The rise of cloud computing has dramatically changed how consumers and firms store their belongings. Property that owners once managed directly now exists primarily on infrastructure maintained by intermediaries. Consumers entrust their photos to Apple instead of scrap-books; businesses put their documents on Amazon’s servers instead of in file cabinets; seemingly everything runs in the cloud. Were these belongings tangible, the relationship between owner and intermediary would be governed by the common-law doctrine of bailment. Bailments are mandatory relationships formed when one party entrusts their property to another. Within this relationship, the bailees owe the bailors a duty of care and may be liable if they failed to return the property. The parties can use contract to customize the relationship but not to disclaim entirely.

Tracing the law of bailment relationships from its ancient roots to the present, this Article argues that cloud storage should be understood as creating a bailment relationship. The law of bailment, though developed in the Middle Ages, provides a robust framework for governing twenty-first century electronic intermediaries.

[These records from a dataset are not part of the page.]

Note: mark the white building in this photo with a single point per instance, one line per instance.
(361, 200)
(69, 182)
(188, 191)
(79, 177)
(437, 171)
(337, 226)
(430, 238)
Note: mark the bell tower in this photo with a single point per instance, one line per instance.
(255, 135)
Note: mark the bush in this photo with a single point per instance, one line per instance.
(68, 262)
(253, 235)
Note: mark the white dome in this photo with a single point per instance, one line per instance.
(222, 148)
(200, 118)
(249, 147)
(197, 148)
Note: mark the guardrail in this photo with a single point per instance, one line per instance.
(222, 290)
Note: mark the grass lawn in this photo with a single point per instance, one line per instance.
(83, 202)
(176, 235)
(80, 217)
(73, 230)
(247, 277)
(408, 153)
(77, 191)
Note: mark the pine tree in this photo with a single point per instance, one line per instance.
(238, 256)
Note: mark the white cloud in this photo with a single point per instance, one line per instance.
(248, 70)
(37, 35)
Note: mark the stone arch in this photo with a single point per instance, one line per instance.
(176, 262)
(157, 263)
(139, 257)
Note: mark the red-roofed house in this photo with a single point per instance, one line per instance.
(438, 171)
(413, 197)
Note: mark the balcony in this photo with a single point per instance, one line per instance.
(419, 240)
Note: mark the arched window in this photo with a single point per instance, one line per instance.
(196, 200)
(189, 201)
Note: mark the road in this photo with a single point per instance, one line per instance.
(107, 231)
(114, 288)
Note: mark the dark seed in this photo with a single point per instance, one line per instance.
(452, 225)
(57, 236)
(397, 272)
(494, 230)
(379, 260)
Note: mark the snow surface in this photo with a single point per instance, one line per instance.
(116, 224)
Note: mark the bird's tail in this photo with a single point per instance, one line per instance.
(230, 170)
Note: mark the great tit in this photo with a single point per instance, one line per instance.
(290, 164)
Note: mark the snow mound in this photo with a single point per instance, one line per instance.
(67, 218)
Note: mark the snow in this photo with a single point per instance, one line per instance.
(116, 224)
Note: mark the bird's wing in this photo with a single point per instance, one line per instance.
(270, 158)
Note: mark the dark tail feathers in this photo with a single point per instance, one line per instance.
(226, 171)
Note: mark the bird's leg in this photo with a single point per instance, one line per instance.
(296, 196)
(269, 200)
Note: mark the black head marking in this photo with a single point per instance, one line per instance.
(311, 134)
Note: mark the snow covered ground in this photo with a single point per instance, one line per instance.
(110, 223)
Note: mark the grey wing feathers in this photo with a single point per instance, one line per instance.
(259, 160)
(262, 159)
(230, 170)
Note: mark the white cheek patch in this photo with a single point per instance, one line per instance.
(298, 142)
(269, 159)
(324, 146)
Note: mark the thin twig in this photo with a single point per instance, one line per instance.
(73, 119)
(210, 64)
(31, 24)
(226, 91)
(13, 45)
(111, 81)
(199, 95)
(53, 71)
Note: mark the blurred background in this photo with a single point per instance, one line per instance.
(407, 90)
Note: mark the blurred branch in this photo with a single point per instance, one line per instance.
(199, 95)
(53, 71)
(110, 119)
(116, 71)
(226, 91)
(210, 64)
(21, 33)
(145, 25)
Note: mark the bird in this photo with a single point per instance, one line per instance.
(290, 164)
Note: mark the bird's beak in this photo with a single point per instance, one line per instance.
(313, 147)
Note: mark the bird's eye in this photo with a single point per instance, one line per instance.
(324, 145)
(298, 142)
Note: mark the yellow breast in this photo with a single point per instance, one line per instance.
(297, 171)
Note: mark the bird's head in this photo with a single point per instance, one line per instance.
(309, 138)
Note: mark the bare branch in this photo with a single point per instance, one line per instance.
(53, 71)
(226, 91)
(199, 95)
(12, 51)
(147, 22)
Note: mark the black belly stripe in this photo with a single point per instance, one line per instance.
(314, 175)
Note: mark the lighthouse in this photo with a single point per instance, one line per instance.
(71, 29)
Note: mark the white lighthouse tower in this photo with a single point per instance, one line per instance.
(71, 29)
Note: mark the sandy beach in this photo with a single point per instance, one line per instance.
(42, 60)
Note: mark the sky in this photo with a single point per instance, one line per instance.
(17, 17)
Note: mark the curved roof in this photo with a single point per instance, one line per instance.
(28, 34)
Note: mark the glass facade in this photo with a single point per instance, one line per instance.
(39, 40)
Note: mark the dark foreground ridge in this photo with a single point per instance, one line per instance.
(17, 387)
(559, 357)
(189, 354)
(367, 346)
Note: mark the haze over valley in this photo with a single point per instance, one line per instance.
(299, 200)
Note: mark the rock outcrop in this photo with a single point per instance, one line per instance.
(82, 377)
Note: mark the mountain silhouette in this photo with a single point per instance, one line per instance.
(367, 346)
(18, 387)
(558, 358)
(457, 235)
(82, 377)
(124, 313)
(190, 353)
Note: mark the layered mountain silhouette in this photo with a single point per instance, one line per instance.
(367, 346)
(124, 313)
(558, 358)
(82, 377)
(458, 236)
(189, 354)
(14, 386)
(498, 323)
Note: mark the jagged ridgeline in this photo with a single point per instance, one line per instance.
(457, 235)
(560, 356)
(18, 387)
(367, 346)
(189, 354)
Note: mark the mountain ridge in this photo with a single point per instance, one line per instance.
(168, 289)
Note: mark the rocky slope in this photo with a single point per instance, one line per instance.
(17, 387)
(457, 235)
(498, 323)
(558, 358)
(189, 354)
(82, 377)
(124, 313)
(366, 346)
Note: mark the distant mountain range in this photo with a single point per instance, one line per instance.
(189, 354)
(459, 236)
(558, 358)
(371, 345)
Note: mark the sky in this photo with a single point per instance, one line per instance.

Though the kind of stored property has changed, the parties’ expectations and incentives have not. Yet the decline of litigation, the rise of arbitration, federal diversity jurisdiction, and the ever-growing dominance of contract has thus far prevented courts from applying the law of bailments to these new services.

Recognizing cloud storage as a bailment would have significant implications. Most immediately, it would suggest that important provisions in many cloud storage services’ contracts are unenforceable. A hand-collected dataset of 61 cloud storage contracts, reveals that most have include general disclaimers for any liability for lost data. These disclaimers are inconsistent with the duty of care that is the foundation of the law of bailment. In addition, understand-ing cloud storage as a bailment would have important implications for both the law of consumer protection and Fourth Amendment protections.